Council Fails to Disclose Secret Plan to Overturn "Measure Acorn"
The Alameda Daily Noose and I were on the edges of our seats watching last night's City Council meeting, as we waited for the Council to reveal its secret plans to overturn Alameda's Squirrel-limiting "Measure Acorn." Way back on September 5, 2007, an alert reader informed us that the Council had formed a committee for the sole purpose of subverting Measure Acorn, colloquially known as "Measure Acorn," under the guise of cleaning up obsolete language in the City Charter. You can only imagine our disappointment at the Council for failing to come clean, despite a withering barrage of questions from representatives of Inaction Alameda!
The Alameda Daily Noose and I were so disappointed that we spent the whole night reviewing our tape of the meeting, yet closer scrutiny revealed nothing more than a mind-numbingly boring discussion of accountants' credentials and masculine and feminine pronouns. Of course, just as predicted in the Alameda Daily Noose, the committee favored the abolition of the Alameda Secret Police Fund, which we know will come as a huge disappointment to our good friend and loyal reader Marlene Verloren.

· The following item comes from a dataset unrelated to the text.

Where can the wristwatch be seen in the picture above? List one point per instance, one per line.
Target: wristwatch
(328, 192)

Finally, as the Alameda Daily Noose and I backed the tape up for what seemed like the hundredth time, we noticed something unexpected. Sure enough, when we turned up the volume and ran the tape slowly backwards, we could hear the Mayor utter the following phrase, clear as a bell:
"When 'Measure Acorn' comes, they run and hide their nuts."Bingo! Obviously, the Mayor was using what sounded like bureaucratic gobbledygook to insert a coded secret message to her minions. On the face of it, the text seems to refer to the way the Squirrels are held in check by "Measure Acorn," but there must be some way to interpret it as a malevolent call to arms against the low tree density of our Treasured Island. The Alameda Daily Noose and I will continue listening to the suspicious backwards message until we've figured out how to twist it into the meaning that we know is there.